AK –v– Coombe Lying-In Hospital
The firm recently successfully concluded a complex birth injury action for a child who sustained brain injury at the time of his birth in 2004. The facts of the case were:
On 6th April 2004 the infant Plaintiff was born in poor condition and he required resuscitation. Following his birth he suffered from seizures and other abnormalities and scans of his brain revealed that he had sustained brain damage. He was subsequently diagnosed with suffering from spastic quadriplegic Cerebral Palsy. CT and MRI brain scans performed shortly after birth and at three years of age were consistent with a pronged partial hypoxic ischaemic insult i.e. a deprivation of blood/oxygen to the infant’s brain while he was in the womb which persisted for a significant period of time. The CTG trace taken in labour showed evidence of some fetal distress including a lack of variability.

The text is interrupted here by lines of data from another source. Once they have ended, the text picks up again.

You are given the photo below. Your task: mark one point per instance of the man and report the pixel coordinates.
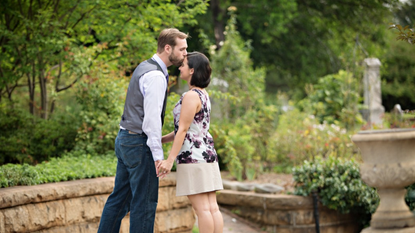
(138, 144)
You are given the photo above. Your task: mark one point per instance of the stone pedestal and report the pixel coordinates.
(389, 165)
(372, 92)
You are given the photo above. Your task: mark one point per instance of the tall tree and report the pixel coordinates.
(300, 41)
(50, 44)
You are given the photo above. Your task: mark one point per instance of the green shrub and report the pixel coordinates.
(72, 166)
(29, 139)
(334, 99)
(101, 97)
(339, 187)
(300, 136)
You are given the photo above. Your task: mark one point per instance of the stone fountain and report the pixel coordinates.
(389, 166)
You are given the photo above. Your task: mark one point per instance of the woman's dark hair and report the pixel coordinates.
(202, 70)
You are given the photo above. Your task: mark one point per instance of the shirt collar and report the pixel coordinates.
(161, 63)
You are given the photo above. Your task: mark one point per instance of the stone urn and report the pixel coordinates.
(389, 166)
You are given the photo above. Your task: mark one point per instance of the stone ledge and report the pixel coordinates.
(266, 201)
(20, 195)
(285, 213)
(76, 206)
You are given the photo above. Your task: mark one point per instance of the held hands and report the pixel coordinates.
(163, 168)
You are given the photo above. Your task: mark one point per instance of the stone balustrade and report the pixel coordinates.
(285, 213)
(76, 206)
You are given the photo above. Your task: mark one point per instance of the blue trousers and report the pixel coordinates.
(135, 189)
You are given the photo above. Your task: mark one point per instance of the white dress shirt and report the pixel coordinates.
(153, 86)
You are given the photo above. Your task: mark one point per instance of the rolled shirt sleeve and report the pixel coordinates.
(153, 85)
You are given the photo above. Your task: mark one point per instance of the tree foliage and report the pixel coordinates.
(300, 41)
(47, 46)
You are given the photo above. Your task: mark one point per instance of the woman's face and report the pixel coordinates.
(185, 71)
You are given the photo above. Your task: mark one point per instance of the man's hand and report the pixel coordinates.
(164, 168)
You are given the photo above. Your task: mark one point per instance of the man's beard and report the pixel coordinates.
(175, 60)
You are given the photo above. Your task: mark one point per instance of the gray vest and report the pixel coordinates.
(133, 115)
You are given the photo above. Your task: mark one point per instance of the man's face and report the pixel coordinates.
(179, 52)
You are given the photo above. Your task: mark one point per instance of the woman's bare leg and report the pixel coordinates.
(216, 214)
(201, 205)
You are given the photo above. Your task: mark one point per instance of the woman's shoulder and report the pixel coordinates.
(191, 95)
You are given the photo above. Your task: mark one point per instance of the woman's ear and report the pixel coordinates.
(167, 48)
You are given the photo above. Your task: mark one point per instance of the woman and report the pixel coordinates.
(198, 174)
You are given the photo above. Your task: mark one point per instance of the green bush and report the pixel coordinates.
(101, 97)
(29, 139)
(339, 186)
(334, 99)
(300, 136)
(72, 166)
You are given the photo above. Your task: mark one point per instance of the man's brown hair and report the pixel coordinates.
(168, 36)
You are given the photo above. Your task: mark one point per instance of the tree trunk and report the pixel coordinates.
(31, 83)
(43, 92)
(219, 28)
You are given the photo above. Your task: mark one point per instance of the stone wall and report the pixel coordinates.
(76, 206)
(285, 213)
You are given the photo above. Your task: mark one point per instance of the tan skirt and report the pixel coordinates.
(194, 178)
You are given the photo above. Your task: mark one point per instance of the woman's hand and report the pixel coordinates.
(164, 168)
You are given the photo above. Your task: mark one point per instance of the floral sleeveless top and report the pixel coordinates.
(198, 143)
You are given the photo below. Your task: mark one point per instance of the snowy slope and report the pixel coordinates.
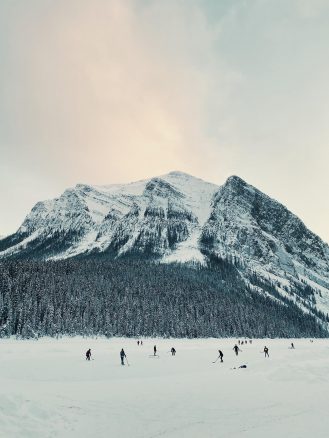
(180, 218)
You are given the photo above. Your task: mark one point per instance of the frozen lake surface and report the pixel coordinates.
(48, 389)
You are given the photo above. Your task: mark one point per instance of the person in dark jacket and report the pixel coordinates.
(122, 356)
(236, 349)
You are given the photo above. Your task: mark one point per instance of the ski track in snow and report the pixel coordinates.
(48, 389)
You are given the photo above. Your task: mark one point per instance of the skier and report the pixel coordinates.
(236, 349)
(122, 356)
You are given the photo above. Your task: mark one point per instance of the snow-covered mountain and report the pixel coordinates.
(180, 218)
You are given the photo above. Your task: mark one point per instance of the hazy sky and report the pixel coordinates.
(105, 91)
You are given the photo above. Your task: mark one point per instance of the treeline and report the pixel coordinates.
(132, 298)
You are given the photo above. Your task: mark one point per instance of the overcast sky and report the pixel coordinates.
(106, 91)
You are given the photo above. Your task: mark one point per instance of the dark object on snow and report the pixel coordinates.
(122, 356)
(236, 349)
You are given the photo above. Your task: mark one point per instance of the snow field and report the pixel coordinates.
(48, 389)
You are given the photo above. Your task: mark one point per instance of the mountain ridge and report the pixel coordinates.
(178, 218)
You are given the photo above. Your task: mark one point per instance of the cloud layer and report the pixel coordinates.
(111, 90)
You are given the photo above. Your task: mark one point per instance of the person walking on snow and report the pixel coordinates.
(122, 356)
(236, 349)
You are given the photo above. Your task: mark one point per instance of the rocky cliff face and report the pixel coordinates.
(179, 218)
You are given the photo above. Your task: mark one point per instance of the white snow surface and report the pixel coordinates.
(48, 389)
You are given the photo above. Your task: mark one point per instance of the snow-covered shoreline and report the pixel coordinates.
(48, 389)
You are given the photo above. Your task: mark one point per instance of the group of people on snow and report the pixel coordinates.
(236, 349)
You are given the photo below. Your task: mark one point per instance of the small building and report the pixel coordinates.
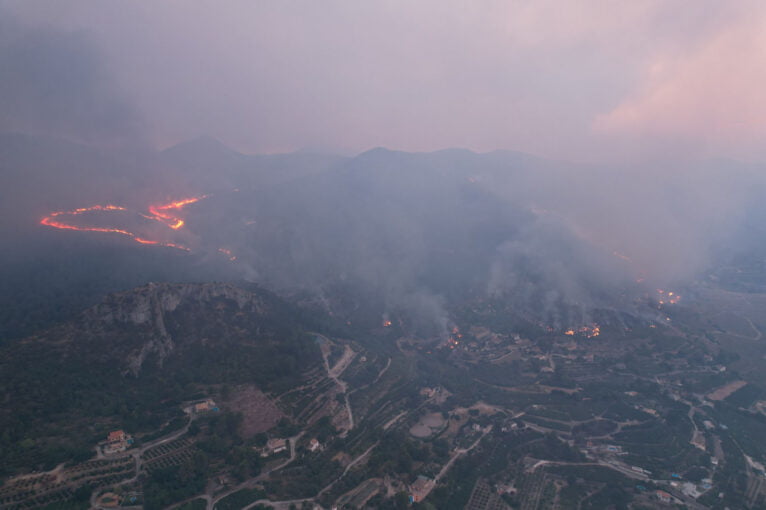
(420, 489)
(205, 406)
(117, 441)
(273, 446)
(116, 436)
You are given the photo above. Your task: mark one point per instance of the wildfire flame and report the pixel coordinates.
(158, 213)
(588, 331)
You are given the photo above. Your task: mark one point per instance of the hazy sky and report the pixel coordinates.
(581, 80)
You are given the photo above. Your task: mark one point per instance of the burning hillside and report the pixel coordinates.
(102, 218)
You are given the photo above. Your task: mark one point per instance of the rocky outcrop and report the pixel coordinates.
(147, 307)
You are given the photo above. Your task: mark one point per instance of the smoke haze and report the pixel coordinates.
(629, 110)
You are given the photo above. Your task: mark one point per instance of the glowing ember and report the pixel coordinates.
(161, 212)
(669, 298)
(158, 213)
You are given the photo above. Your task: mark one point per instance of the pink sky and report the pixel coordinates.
(582, 80)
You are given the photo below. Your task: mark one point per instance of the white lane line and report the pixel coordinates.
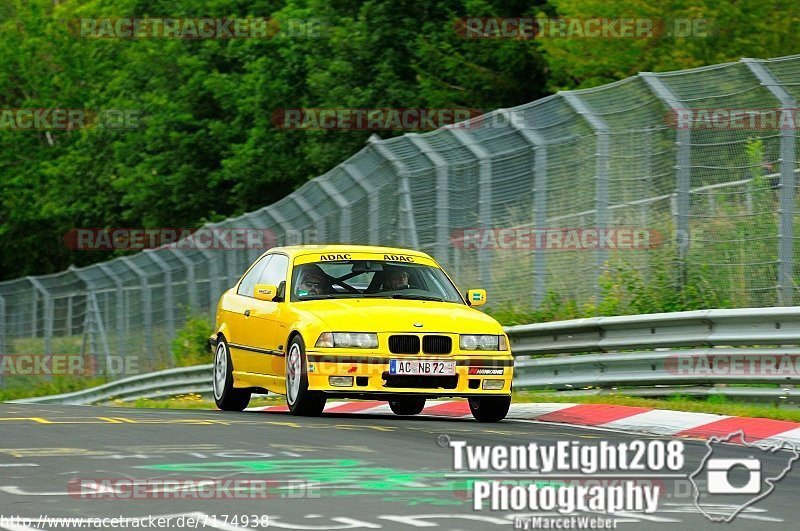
(790, 437)
(663, 422)
(533, 410)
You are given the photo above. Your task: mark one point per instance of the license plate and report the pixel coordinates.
(422, 367)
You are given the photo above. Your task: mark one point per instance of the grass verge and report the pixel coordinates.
(714, 404)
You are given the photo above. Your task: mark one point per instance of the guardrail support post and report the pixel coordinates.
(538, 144)
(372, 198)
(787, 164)
(408, 224)
(442, 196)
(484, 200)
(683, 169)
(147, 303)
(48, 314)
(602, 157)
(345, 222)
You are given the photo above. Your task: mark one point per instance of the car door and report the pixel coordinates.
(265, 331)
(240, 322)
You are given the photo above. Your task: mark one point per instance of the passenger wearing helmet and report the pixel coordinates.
(396, 278)
(313, 281)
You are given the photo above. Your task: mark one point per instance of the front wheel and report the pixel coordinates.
(300, 400)
(227, 397)
(489, 408)
(407, 406)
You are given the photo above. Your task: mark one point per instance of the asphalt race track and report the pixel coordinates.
(339, 471)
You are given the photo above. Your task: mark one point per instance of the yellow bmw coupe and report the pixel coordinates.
(349, 321)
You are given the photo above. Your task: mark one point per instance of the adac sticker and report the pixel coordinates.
(486, 372)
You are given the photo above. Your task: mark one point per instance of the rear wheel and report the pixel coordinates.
(489, 408)
(227, 397)
(300, 400)
(407, 406)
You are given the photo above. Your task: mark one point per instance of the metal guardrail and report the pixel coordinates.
(171, 382)
(653, 353)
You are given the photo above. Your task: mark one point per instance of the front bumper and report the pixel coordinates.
(370, 375)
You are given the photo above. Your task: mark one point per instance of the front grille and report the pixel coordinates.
(404, 344)
(437, 344)
(419, 382)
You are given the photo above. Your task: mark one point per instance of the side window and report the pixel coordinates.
(275, 273)
(250, 280)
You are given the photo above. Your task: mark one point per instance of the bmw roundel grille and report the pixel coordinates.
(437, 344)
(402, 344)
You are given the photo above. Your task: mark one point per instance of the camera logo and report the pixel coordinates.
(727, 482)
(719, 471)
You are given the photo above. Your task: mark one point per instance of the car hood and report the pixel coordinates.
(395, 315)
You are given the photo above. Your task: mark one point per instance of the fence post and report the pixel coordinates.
(442, 196)
(305, 206)
(372, 198)
(48, 314)
(683, 171)
(190, 277)
(602, 157)
(147, 304)
(169, 300)
(3, 350)
(484, 200)
(407, 208)
(121, 317)
(787, 185)
(213, 280)
(345, 219)
(539, 146)
(91, 310)
(280, 220)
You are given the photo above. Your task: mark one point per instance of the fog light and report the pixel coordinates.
(493, 384)
(341, 381)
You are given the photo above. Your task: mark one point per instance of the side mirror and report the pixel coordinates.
(476, 297)
(265, 292)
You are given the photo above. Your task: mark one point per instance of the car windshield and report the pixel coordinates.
(371, 279)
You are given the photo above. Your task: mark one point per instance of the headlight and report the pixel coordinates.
(483, 342)
(347, 340)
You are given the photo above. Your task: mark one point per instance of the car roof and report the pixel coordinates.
(297, 250)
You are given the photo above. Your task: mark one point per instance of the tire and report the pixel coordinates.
(300, 400)
(489, 408)
(407, 406)
(226, 396)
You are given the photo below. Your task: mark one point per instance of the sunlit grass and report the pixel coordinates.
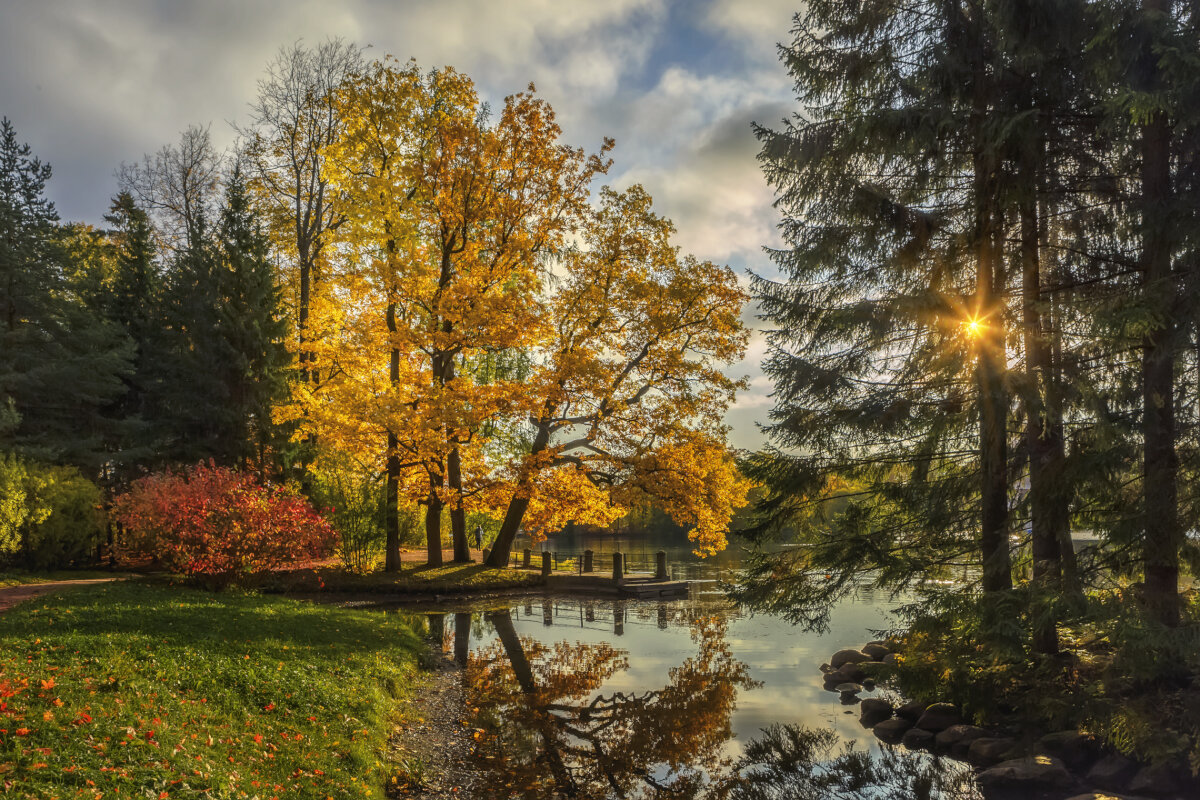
(141, 691)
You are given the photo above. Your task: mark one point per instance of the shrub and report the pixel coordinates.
(49, 516)
(219, 523)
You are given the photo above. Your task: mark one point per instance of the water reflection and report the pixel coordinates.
(551, 732)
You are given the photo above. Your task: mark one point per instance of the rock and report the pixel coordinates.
(1113, 771)
(911, 711)
(850, 672)
(1155, 779)
(846, 657)
(917, 739)
(876, 650)
(989, 750)
(1035, 774)
(939, 717)
(1077, 750)
(959, 737)
(875, 711)
(891, 731)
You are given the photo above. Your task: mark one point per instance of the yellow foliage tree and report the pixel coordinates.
(628, 392)
(449, 218)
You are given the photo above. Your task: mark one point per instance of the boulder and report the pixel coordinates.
(1030, 774)
(917, 739)
(911, 711)
(1155, 779)
(876, 650)
(1113, 771)
(959, 737)
(847, 657)
(989, 750)
(1077, 750)
(939, 717)
(892, 731)
(875, 710)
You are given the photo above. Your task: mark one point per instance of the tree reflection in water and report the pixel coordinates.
(549, 733)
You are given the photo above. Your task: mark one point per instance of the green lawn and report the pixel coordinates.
(17, 578)
(449, 578)
(136, 691)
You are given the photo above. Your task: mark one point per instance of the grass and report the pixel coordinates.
(138, 691)
(450, 578)
(21, 578)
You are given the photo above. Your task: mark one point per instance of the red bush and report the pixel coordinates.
(217, 522)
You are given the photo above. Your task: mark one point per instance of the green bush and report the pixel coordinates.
(49, 516)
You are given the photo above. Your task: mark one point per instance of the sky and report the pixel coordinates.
(677, 83)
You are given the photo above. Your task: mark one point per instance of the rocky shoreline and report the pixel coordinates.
(1008, 759)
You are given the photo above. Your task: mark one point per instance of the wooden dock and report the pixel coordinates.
(631, 585)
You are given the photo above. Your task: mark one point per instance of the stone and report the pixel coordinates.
(911, 711)
(876, 650)
(959, 735)
(875, 710)
(939, 717)
(917, 739)
(1032, 774)
(892, 731)
(1077, 750)
(1113, 771)
(847, 656)
(1155, 779)
(989, 750)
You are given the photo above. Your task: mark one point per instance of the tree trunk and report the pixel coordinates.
(520, 503)
(391, 509)
(433, 522)
(1163, 533)
(1045, 449)
(990, 370)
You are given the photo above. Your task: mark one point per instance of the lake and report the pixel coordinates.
(660, 698)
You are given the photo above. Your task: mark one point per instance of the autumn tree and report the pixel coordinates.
(627, 396)
(294, 118)
(449, 218)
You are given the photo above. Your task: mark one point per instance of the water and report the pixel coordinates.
(595, 698)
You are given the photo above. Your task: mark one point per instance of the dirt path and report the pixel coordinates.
(11, 596)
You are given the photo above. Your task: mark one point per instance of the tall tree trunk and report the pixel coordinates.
(517, 506)
(457, 515)
(433, 521)
(990, 368)
(1047, 497)
(1163, 533)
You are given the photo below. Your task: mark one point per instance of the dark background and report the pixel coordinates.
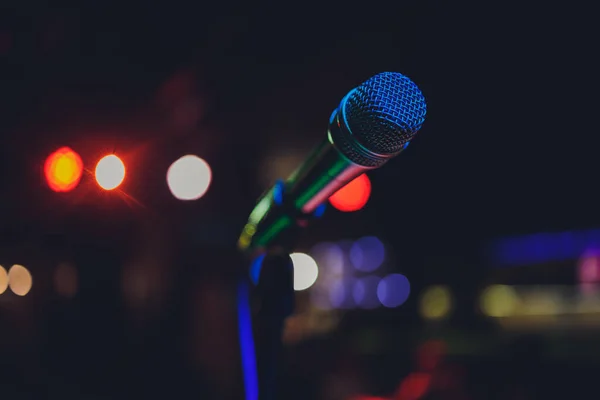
(508, 148)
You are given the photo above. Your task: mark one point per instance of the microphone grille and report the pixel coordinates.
(385, 112)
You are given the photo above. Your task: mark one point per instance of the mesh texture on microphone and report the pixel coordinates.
(385, 112)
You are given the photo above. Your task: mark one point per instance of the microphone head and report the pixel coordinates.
(384, 113)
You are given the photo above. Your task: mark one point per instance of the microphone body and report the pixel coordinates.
(373, 123)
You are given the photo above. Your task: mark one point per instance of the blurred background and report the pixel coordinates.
(137, 136)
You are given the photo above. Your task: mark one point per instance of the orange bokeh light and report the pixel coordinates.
(63, 170)
(353, 196)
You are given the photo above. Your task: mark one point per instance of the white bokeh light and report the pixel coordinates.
(189, 178)
(110, 172)
(306, 271)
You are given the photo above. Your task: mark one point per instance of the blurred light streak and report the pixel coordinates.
(499, 301)
(436, 302)
(19, 280)
(189, 178)
(63, 170)
(246, 338)
(353, 196)
(3, 279)
(365, 292)
(306, 271)
(543, 247)
(393, 290)
(110, 172)
(367, 254)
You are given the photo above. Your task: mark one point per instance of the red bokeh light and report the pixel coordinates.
(63, 170)
(353, 196)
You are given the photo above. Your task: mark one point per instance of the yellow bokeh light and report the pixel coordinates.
(110, 172)
(436, 302)
(19, 280)
(499, 301)
(3, 279)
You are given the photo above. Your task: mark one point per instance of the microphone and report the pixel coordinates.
(373, 123)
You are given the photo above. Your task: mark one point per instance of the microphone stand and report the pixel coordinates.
(272, 275)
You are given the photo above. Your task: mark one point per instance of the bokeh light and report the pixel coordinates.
(353, 196)
(63, 170)
(588, 270)
(110, 172)
(367, 254)
(306, 271)
(393, 290)
(499, 301)
(365, 292)
(66, 280)
(19, 280)
(436, 302)
(3, 279)
(189, 178)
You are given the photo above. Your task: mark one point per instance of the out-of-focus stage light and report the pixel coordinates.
(63, 170)
(306, 271)
(110, 172)
(3, 279)
(189, 177)
(353, 196)
(19, 280)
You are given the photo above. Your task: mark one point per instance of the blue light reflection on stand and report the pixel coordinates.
(255, 268)
(248, 353)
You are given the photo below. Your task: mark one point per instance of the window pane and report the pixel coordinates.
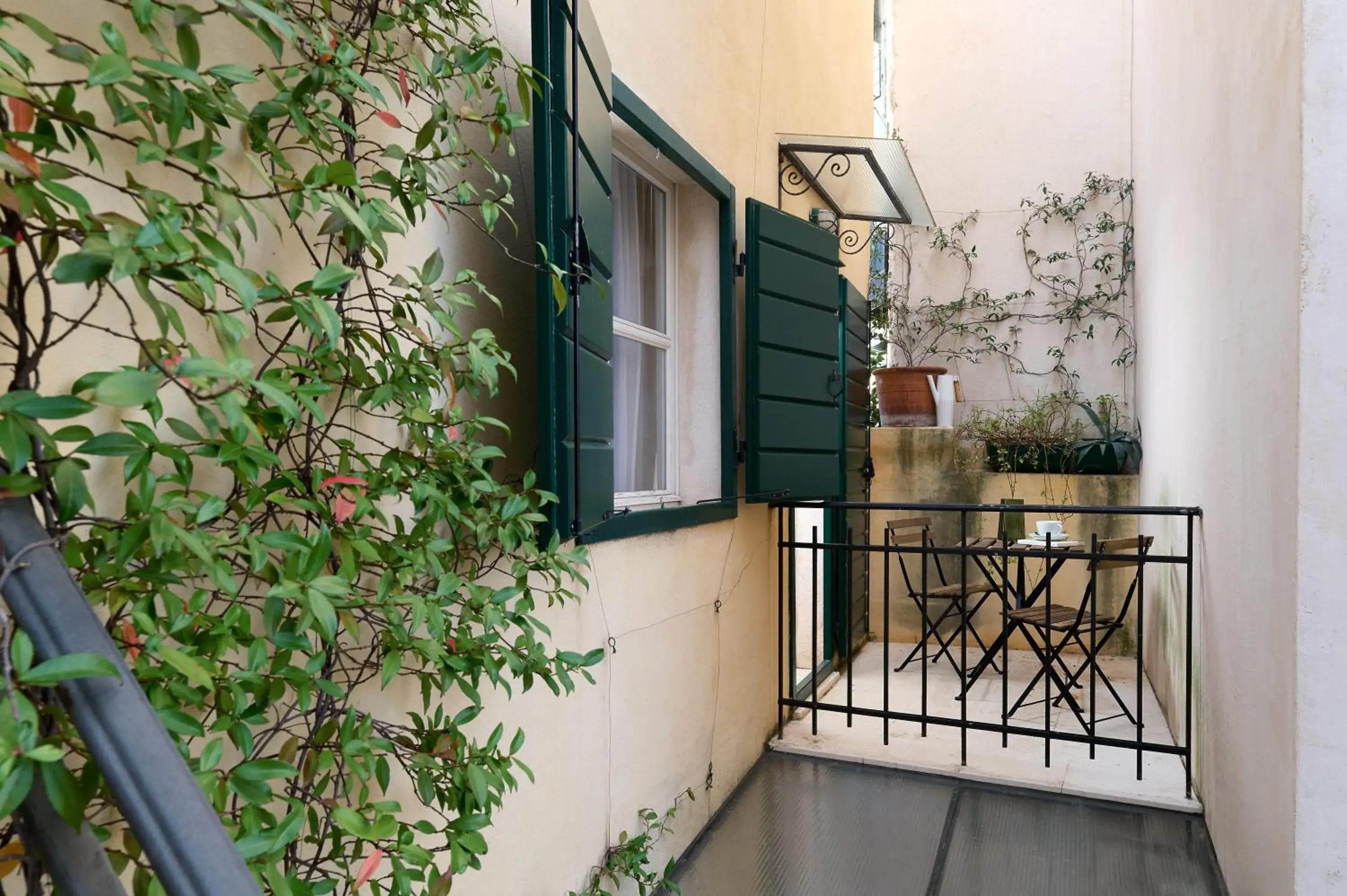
(639, 429)
(639, 248)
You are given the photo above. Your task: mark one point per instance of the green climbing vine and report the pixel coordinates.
(631, 860)
(1079, 255)
(244, 403)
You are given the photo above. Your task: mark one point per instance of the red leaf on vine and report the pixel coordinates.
(25, 157)
(21, 115)
(344, 507)
(368, 868)
(131, 641)
(341, 479)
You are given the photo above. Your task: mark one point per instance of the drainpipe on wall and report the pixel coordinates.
(188, 847)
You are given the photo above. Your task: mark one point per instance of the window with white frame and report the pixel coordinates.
(644, 357)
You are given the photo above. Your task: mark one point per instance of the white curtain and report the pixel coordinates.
(639, 434)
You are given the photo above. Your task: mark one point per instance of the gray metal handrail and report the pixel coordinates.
(188, 847)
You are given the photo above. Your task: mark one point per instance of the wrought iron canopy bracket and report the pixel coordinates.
(861, 180)
(795, 178)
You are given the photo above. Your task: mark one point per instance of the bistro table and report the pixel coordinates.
(1024, 549)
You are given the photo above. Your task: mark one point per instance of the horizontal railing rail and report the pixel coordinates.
(1069, 643)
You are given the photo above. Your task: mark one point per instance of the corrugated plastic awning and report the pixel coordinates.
(860, 178)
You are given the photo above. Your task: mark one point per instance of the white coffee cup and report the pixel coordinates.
(1048, 527)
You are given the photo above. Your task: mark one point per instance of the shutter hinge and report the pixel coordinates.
(581, 256)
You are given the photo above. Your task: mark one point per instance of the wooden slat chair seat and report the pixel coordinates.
(1065, 619)
(1079, 627)
(964, 600)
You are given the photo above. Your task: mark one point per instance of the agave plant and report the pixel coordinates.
(1116, 449)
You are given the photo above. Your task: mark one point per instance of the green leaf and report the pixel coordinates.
(128, 388)
(21, 653)
(181, 723)
(332, 278)
(112, 38)
(110, 68)
(263, 770)
(189, 666)
(15, 787)
(352, 822)
(15, 444)
(325, 618)
(52, 407)
(188, 49)
(45, 754)
(111, 445)
(68, 668)
(65, 793)
(72, 488)
(343, 173)
(211, 509)
(477, 781)
(81, 267)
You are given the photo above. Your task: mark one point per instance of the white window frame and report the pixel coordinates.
(669, 496)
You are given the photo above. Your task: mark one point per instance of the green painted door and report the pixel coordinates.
(573, 174)
(856, 456)
(792, 369)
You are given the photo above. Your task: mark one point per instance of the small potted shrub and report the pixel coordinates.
(1113, 449)
(1038, 437)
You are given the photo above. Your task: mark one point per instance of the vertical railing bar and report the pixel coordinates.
(885, 668)
(1141, 637)
(780, 622)
(924, 622)
(1094, 627)
(814, 634)
(850, 623)
(1047, 661)
(1187, 703)
(1005, 639)
(792, 608)
(966, 620)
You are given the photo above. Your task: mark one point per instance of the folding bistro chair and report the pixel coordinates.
(1081, 627)
(964, 603)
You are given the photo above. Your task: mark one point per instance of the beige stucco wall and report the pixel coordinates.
(690, 692)
(687, 696)
(1218, 165)
(992, 100)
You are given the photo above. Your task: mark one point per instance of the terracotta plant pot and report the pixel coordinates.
(906, 396)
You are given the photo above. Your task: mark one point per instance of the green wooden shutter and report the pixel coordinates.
(794, 380)
(566, 123)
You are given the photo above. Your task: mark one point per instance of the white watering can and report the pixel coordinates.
(943, 392)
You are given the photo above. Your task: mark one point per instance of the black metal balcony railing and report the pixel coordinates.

Furthermore, the CTG trace showed uterine hypercontractility i.e. that the infant Plaintiff’s mother was having contractions too frequently which will ultimately cause fetal distress. The Plaintiff argued that this uterine hypercontractility was caused/contributed to by excessive use of the drug Oxytocin used to accelerate the labour.
Proceedings were issued and a full Defence was filed by the Defendant Hospital. Negligence and the cause of the Plaintiff’s injuries were fully contested by the Defendant as were the extent of the Plaintiff’s injuries. On 2nd March 2010 the case came on for Trial. Negotiations were commenced and the issue of liability was resolved as between the parties on 3rd March 2010 and it was decided that the case would run as an assessment of damages only. There was a huge difference of opinion between the Plaintiff and Defendant with regard to the extent of the injuries suffered by the Plaintiff and consequently the care he would require for the rest of his life. The parties agreed that the child would have an almost normal life expectancy as he was only very mildly physically affected by his Cerebral Palsy and was fully mobile. Much of the Plaintiff’s evidence in relation to the child’s future care requirements was heard and ultimately on Tuesday 23rd March, the case was settled on a compromised basis for €3.4million plus costs, with the settlement being approved by Mr Justice Quirke. The settlement amount in this case reflected the huge difference of opinion between the Plaintiff’s experts and the Defendant’s experts in relation to the care that would be required by the minor Plaintiff for the rest of his life.